This is a very helpful excerpt from Frank J. Sheed’s book, Theology for Beginnings:
“Putting it bluntly, the life of heaven requires powers which by nature we do not possess. If we are to live it, we must be given new powers. To make a rough comparison: if we wanted to live on another planet, we should need new breathing powers, which by nature our lungs have not got. To live the life of heaven, we need new knowing and lovinig powers, which by nature our souls have not got.
For heaven our natural life is not sufficient; we need supernatural life. We have it only by God’s free gift, which is why we call it grace (the word is related to gratis). Sanctifying grace will be our next topic. Everything the Church does is connected with it, and can be understood but cloudily if we do not grasp what it is.
SANCTIFYING GRACE
When we come to die there is only one question that matters—have we sanctifying grace in our souls? If we have, then to heaven we shall go. There may be certain matters to be cleared, or cleansed, on the way, but to heaven we shall go, for we have the power to live there. If we have not, then to heaven we cannot go; not because we lack the price of admission, but because quite simply our soul lacks the powers that living in heaven calls for. It is not a question of getting past the gate, but of living once we are there; there would be no advantage in finding a kindly gate-keeper, willing to let us in anyhow! The powers of intellect and will that go with our natural life are not sufficient: heaven calls for powers of knowing and loving higher than our nature of itself has. We need super-natural life, and we must get it here upon earth. To die lacking it means eternal failure.
We must look at grace more closely if we are to live our lives intelligently. Two things about it must be grasped.
First: It is supernatural, it is wholly above our nature, there is not even the tiniest seed of it in our nature capable of growing, there is nothing we can do to give it to ourselves. We can have it only as God gives it, and He is entirely free in the giving. That, as we have seen, is why it is called grace; and because its object is to unite us with God, it is called sanctifying grace.
Second: Even the word supernatural does not convey how great a thing it is. It is not simply above our nature, or any created nature. It enables us to do—at our own finite level, but really—something which only God Himself can do by nature: it enables us to see God direct. That is why it is called “a created share in the life of God.” That is why those who have it are called “sons of God”: a son is like in nature to his father; by this gift we have a totally new likeness to Our Father in heaven.
Giving us this new life, God does not give us a new soul with new faculties. He inserts it, sets it functioning, in the soul we already have. By it our intellect, which exists to know truth, is given the power to know in a new way; our will, which exists to love goodness, is given the power to love in a new way.

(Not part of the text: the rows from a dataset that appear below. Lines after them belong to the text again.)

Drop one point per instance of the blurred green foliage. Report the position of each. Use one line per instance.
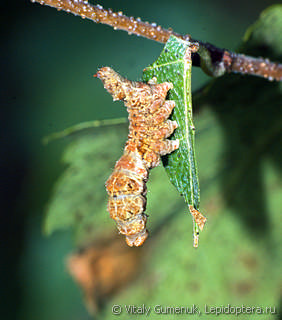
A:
(53, 58)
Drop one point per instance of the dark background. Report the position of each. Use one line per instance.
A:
(47, 62)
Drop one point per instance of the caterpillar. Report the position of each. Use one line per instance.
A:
(148, 111)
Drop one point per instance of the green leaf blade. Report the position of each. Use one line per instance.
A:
(174, 65)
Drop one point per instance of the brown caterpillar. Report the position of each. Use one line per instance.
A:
(148, 129)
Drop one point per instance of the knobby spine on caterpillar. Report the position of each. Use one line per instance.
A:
(148, 111)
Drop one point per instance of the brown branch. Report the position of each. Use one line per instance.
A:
(214, 61)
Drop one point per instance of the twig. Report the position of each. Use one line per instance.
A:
(214, 61)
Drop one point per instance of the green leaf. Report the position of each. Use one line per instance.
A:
(174, 65)
(79, 197)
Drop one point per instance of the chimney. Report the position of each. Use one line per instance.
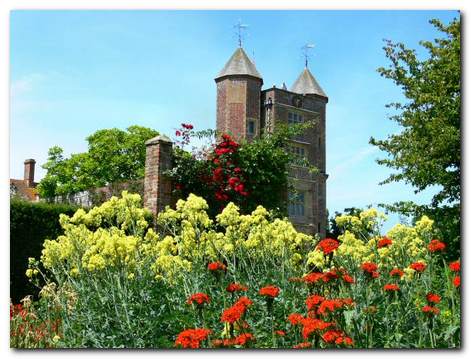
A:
(29, 172)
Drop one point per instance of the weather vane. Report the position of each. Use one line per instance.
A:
(240, 27)
(305, 49)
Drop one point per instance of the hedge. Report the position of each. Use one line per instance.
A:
(30, 224)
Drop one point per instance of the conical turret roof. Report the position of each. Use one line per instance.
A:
(307, 84)
(239, 64)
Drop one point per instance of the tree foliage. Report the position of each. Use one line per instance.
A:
(427, 151)
(113, 156)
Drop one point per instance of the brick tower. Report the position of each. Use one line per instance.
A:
(239, 87)
(247, 111)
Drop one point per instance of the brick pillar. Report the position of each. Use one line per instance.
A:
(157, 186)
(29, 172)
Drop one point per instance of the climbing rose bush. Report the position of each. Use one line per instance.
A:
(243, 281)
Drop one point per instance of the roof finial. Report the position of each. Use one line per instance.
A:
(305, 50)
(240, 27)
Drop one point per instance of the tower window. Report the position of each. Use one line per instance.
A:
(294, 118)
(298, 151)
(251, 128)
(296, 204)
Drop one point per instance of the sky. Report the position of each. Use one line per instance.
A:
(74, 72)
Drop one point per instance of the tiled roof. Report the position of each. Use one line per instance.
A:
(307, 84)
(239, 64)
(28, 193)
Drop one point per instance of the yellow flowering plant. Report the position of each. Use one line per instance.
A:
(118, 278)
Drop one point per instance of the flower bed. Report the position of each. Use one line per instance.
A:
(244, 281)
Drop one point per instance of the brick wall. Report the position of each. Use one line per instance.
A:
(158, 186)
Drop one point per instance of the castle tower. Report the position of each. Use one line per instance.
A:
(238, 97)
(305, 101)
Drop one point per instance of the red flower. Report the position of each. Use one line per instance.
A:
(391, 288)
(455, 266)
(244, 338)
(332, 335)
(187, 126)
(191, 338)
(311, 325)
(233, 181)
(435, 246)
(328, 245)
(348, 279)
(313, 300)
(430, 310)
(236, 287)
(239, 188)
(384, 242)
(418, 266)
(226, 137)
(220, 196)
(269, 291)
(199, 299)
(433, 298)
(215, 266)
(295, 318)
(313, 277)
(396, 272)
(369, 267)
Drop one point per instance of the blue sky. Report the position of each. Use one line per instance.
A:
(74, 72)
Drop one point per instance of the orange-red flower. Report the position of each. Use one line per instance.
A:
(337, 337)
(295, 318)
(348, 279)
(430, 310)
(269, 291)
(191, 338)
(418, 266)
(384, 242)
(396, 272)
(435, 246)
(328, 245)
(243, 339)
(433, 298)
(455, 266)
(199, 299)
(236, 287)
(215, 266)
(391, 288)
(313, 301)
(369, 267)
(313, 278)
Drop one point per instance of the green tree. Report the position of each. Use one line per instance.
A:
(113, 156)
(426, 153)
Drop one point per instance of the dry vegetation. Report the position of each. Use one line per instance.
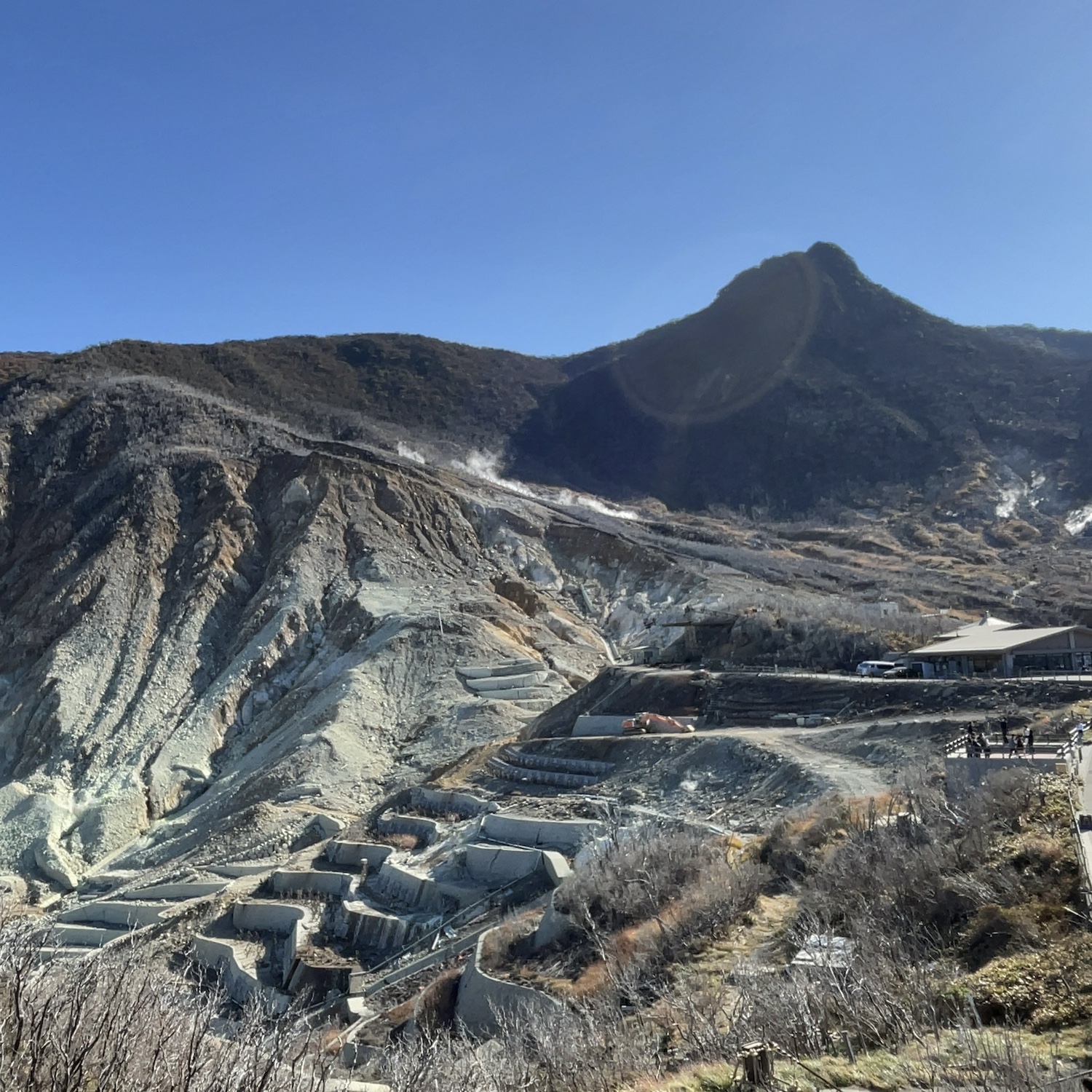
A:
(122, 1022)
(970, 969)
(963, 932)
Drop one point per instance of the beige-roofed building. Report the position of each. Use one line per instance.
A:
(993, 646)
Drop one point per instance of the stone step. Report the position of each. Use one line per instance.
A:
(176, 893)
(521, 775)
(508, 681)
(502, 668)
(556, 764)
(329, 885)
(84, 936)
(567, 836)
(122, 914)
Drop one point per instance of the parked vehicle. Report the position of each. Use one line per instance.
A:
(875, 668)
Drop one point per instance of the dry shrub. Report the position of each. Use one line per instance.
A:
(1045, 989)
(996, 930)
(589, 1048)
(886, 997)
(400, 841)
(118, 1021)
(646, 903)
(633, 879)
(497, 943)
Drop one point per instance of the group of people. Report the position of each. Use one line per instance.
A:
(1017, 744)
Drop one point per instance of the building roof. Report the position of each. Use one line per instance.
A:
(997, 641)
(984, 625)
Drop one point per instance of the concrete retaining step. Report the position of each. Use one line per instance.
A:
(327, 885)
(502, 668)
(368, 855)
(124, 915)
(425, 830)
(318, 971)
(565, 834)
(84, 936)
(367, 927)
(555, 764)
(521, 775)
(521, 694)
(176, 893)
(508, 681)
(443, 802)
(236, 961)
(236, 869)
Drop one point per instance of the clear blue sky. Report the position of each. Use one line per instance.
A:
(543, 175)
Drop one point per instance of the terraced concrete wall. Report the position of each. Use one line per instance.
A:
(483, 998)
(332, 885)
(401, 886)
(496, 866)
(172, 893)
(443, 802)
(565, 834)
(426, 830)
(371, 854)
(367, 927)
(261, 917)
(238, 973)
(126, 914)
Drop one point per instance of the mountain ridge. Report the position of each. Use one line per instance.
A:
(803, 384)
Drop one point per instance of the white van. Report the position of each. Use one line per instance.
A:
(875, 668)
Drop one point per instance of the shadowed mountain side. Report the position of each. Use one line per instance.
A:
(343, 386)
(879, 392)
(802, 382)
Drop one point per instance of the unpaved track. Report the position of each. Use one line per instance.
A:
(847, 775)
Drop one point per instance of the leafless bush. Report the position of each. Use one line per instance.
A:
(589, 1048)
(117, 1021)
(639, 876)
(886, 996)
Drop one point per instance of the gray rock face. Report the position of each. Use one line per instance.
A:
(215, 630)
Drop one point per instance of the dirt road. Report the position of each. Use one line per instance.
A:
(847, 775)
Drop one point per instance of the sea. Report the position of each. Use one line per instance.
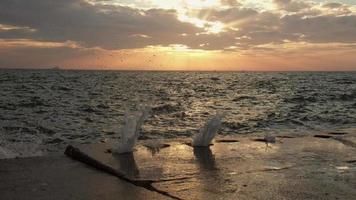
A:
(41, 111)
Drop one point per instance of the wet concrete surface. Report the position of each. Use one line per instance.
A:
(239, 167)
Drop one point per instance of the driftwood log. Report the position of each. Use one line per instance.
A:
(78, 155)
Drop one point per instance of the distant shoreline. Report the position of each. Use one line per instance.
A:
(210, 71)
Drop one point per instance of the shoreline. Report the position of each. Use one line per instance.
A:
(316, 166)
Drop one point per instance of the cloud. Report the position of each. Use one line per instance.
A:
(113, 27)
(291, 5)
(110, 27)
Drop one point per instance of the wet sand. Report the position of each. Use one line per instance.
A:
(242, 167)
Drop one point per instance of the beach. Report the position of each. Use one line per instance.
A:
(321, 166)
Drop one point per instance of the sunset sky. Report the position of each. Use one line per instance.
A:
(179, 34)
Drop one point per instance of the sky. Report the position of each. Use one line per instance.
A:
(249, 35)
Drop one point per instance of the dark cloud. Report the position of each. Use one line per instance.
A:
(118, 27)
(110, 27)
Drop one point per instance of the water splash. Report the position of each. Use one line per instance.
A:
(131, 130)
(208, 131)
(21, 148)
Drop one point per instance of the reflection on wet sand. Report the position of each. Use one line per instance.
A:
(205, 158)
(127, 164)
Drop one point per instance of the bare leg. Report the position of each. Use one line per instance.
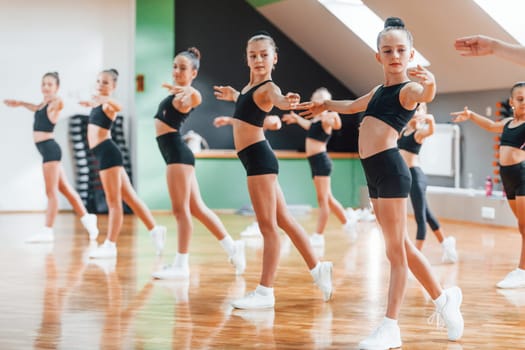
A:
(71, 195)
(295, 231)
(322, 188)
(263, 196)
(179, 185)
(204, 214)
(135, 203)
(112, 184)
(51, 176)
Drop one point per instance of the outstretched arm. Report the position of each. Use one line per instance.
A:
(226, 93)
(479, 120)
(294, 118)
(481, 45)
(16, 103)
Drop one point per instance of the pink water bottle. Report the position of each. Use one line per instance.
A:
(488, 186)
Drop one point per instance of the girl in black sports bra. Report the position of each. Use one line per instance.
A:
(115, 181)
(409, 144)
(46, 116)
(319, 130)
(388, 108)
(252, 105)
(183, 187)
(512, 167)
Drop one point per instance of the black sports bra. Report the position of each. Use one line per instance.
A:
(317, 132)
(409, 143)
(98, 117)
(513, 137)
(386, 107)
(246, 109)
(169, 115)
(42, 122)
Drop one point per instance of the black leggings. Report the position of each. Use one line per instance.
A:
(418, 197)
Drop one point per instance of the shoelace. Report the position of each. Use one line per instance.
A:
(437, 318)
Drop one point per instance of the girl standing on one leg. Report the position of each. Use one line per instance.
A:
(47, 113)
(180, 172)
(409, 144)
(319, 129)
(387, 109)
(512, 167)
(115, 181)
(252, 104)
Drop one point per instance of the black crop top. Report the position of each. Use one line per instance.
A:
(513, 137)
(169, 115)
(409, 143)
(386, 107)
(246, 109)
(317, 132)
(42, 122)
(98, 117)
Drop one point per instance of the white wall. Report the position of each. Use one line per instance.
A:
(76, 38)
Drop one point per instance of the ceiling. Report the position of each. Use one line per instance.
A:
(434, 24)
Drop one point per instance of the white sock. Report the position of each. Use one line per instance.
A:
(110, 244)
(315, 271)
(441, 300)
(228, 245)
(389, 321)
(181, 260)
(262, 290)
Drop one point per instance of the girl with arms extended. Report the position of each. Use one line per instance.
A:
(115, 181)
(387, 109)
(252, 104)
(180, 172)
(47, 113)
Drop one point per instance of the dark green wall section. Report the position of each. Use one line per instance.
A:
(154, 51)
(223, 182)
(259, 3)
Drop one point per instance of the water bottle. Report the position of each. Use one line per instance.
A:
(488, 186)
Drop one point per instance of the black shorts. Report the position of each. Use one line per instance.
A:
(108, 154)
(320, 164)
(513, 179)
(387, 175)
(50, 150)
(259, 159)
(174, 150)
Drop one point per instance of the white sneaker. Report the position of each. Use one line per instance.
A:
(514, 279)
(317, 240)
(252, 230)
(89, 221)
(324, 280)
(158, 235)
(450, 255)
(449, 310)
(104, 251)
(254, 300)
(386, 336)
(238, 259)
(172, 272)
(46, 236)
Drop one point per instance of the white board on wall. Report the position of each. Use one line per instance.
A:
(439, 155)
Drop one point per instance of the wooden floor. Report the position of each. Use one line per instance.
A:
(53, 297)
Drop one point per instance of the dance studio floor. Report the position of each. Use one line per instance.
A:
(53, 297)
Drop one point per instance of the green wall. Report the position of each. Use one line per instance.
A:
(222, 181)
(154, 51)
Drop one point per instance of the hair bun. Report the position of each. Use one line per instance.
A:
(394, 22)
(195, 52)
(261, 32)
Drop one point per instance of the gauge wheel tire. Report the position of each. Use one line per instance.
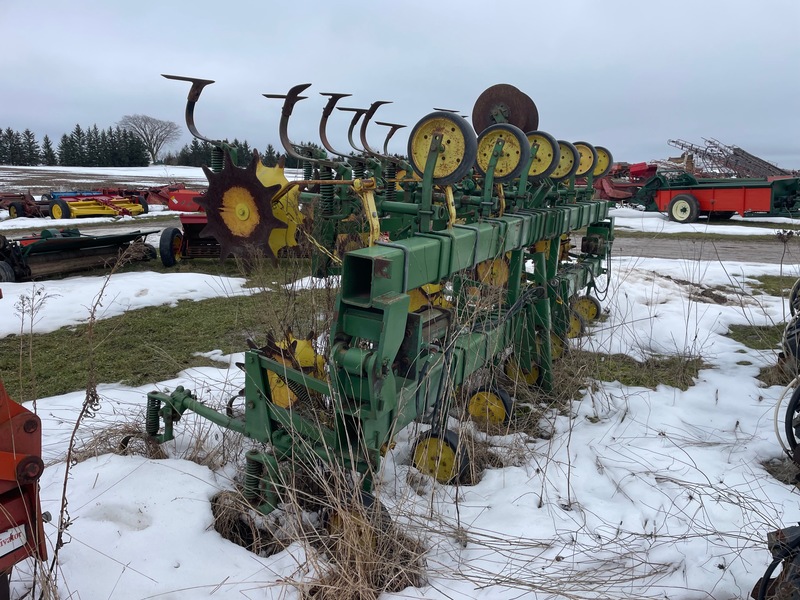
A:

We get the supernatural life here on earth. Not until we reach heaven will it enable us to see God face to face and love Him in the direct contact of the will. But even on earth its elevating work has begun; it gives the intellect a new power of taking hold of truth—by faith; it gives the will new powers of reaching out to goodness—by hope and by charity.
Faith, then, does not mean simply feeling that we believe more than we used to; hope does not mean simply feeling optimistic about our chances of salvation; charity does not mean simply feeling pleased with God. All three may have their effect on our feelings; but they are not feelings; they are wholly real.
The supernatural life in our souls is a new fact, as real as the natural life we have to start with. The powers it gives are facts too; they enable us to do things which without them we could not do: they are as real as eyesight, and considerably more important. Without eyesight, we could not see the material world. But without sanctifying grace we should not be able to see God direct, which is the very essence of living in heaven.
Not only that: here below we should not be sharers of the divine life, sons of God, capable already of taking hold of God by faith and hope and charity, capable of meriting increase of life. This increase of life must be realized; one can be more alive or less, and our life in heaven will differ according to the intensity of faith and hope and charity in our souls when we come to die.
We shall go on to consider these three virtues in detail. Meanwhile concentrate upon one truth: grace is not just a way of saying that a soul is in God’s favor; it is a real life, with its own proper powers, living in the soul; and he who has it is a new man. A soul with sanctifying grace in it is indwelt by God.” (Frank J. Sheed.)